Cloudflare says Perplexity is bypassing crawl blocks with stealth tactics

Cloudflare accuses Perplexity of evading no‑crawl rules—publishers, wake up or get played.

Per‑crawl credibility goes missing

Let’s cut to the chase: Perplexity is facing scrutiny over how it accesses website content. According to Cloudflare, the company may be bypassing robots.txt bans and web application firewall (WAF) blocks by altering user agents and rotating through various ASNs.

Here’s how Cloudflare tested the boundaries…and found them lacking

They created brand‑new, unindexed domains.
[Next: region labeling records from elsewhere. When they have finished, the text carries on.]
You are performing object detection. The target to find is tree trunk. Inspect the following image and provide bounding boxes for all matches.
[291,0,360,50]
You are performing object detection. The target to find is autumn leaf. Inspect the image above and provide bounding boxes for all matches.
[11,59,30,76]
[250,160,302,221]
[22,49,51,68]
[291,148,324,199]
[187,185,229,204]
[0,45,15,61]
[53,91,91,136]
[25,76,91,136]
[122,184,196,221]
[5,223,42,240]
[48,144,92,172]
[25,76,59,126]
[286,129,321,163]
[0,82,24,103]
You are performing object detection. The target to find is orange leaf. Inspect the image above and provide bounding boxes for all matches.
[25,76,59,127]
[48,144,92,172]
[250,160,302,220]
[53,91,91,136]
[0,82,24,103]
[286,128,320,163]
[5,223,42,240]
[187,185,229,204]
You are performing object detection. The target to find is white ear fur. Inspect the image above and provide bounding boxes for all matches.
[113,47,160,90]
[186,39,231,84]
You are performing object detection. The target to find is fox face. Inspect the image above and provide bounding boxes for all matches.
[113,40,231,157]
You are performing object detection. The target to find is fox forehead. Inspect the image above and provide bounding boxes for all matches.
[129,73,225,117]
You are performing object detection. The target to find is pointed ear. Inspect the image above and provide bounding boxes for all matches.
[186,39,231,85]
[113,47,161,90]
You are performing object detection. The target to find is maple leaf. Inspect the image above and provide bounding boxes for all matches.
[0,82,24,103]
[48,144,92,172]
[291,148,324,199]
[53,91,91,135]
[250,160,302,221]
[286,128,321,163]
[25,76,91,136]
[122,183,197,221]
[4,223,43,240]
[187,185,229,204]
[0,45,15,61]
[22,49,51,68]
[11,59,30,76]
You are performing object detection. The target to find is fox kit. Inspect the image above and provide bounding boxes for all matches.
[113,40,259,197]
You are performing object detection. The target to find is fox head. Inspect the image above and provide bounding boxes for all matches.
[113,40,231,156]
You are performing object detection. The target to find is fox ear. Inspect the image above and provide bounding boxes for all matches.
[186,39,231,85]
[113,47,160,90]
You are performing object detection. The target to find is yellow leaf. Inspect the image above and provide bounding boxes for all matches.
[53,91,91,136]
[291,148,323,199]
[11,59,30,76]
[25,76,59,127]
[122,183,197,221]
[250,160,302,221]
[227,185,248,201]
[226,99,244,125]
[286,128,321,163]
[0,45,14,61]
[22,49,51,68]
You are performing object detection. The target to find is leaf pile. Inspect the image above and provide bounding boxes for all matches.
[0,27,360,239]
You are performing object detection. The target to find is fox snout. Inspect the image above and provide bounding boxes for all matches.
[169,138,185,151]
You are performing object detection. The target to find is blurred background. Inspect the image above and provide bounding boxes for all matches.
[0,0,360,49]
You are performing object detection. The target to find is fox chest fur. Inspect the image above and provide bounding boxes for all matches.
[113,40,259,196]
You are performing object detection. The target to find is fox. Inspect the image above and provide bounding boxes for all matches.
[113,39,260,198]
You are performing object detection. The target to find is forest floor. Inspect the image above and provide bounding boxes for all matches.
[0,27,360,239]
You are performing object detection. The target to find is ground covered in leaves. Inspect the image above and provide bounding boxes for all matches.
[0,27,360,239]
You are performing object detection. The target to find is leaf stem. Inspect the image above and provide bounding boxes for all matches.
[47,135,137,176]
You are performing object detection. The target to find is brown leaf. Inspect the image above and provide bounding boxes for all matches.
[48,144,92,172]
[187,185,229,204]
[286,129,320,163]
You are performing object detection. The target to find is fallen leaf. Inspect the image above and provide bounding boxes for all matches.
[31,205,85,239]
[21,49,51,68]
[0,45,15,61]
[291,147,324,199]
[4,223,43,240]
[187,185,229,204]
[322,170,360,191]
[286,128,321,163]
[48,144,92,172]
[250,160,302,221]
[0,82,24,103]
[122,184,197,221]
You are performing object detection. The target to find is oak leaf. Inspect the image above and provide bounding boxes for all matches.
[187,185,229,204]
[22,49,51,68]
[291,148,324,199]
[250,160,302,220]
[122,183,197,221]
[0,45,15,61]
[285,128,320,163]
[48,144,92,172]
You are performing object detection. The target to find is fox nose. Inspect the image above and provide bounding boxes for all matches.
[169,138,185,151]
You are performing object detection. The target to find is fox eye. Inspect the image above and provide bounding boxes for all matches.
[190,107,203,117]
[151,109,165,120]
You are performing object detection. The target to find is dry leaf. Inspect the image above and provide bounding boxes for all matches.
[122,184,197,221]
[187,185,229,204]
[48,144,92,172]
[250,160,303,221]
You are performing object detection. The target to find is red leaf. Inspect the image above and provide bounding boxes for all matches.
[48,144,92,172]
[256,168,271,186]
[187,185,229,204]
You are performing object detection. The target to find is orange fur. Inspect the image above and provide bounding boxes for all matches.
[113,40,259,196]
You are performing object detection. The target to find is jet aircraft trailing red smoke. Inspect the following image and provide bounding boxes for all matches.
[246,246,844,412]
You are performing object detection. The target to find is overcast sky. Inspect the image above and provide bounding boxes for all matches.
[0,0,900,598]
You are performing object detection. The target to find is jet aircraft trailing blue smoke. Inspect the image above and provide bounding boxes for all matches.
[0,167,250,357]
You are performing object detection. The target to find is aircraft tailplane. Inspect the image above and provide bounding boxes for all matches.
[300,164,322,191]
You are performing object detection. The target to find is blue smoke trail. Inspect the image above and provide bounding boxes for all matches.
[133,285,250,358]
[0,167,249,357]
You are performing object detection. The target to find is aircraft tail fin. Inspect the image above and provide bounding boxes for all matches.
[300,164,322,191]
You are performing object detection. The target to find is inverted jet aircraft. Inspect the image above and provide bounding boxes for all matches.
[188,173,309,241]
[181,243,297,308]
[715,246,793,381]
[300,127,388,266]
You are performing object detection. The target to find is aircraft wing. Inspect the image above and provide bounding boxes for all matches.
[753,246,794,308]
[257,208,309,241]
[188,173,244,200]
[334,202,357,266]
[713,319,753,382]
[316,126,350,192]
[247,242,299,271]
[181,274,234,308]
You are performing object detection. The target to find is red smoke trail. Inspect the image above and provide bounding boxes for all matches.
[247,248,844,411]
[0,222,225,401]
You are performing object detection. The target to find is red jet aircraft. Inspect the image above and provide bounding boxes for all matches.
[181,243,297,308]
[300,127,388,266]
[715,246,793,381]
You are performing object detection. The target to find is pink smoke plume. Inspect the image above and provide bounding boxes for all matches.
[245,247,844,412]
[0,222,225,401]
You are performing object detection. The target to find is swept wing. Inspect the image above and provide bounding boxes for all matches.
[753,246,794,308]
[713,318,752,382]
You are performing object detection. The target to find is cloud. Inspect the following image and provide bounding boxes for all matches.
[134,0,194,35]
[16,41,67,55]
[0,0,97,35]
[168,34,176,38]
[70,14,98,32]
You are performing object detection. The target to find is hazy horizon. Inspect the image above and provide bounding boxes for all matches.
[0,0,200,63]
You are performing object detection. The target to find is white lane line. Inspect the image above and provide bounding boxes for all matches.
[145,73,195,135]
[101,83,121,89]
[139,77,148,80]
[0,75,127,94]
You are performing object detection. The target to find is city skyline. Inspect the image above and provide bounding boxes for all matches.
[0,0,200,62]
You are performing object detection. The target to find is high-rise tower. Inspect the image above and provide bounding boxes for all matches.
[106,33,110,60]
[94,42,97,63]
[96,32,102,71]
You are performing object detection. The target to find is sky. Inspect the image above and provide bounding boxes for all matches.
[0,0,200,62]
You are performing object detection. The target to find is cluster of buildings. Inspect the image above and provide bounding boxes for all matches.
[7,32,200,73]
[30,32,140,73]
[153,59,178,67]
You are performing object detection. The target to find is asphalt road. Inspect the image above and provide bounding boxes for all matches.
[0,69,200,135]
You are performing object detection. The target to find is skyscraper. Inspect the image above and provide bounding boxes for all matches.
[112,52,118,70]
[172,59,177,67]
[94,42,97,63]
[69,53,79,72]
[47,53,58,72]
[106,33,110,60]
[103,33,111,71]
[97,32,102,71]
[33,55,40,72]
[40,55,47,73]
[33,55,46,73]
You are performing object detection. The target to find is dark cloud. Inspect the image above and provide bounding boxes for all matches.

Completely invisible to the public and search engines.
They applied total “do not crawl” instructions via robots.txt—and even WAF rules aimed squarely at PerplexityBot and Perplexity‑User.
Despite these, Cloudflare reports that Perplexity still returned detailed content from those sites.

Cloudflare claims that when blocked, Perplexity’s traffic appeared to impersonate Chrome on macOS, rotated IPs outside its known range, and used different ASNs—generating millions of requests across tens of thousands of domains daily.

The moral baseline that’s now optional

Ethical bot operation used to be a given:

🔹 Be transparent—with user‑agents, IP ranges, even Web Bot Auth.
🔹 Respect robots.txt. Period.
🔹 Don’t drown sites with heavy scraping.
🔹 Have dedicated bots for different tasks so site owners can manage access granularity.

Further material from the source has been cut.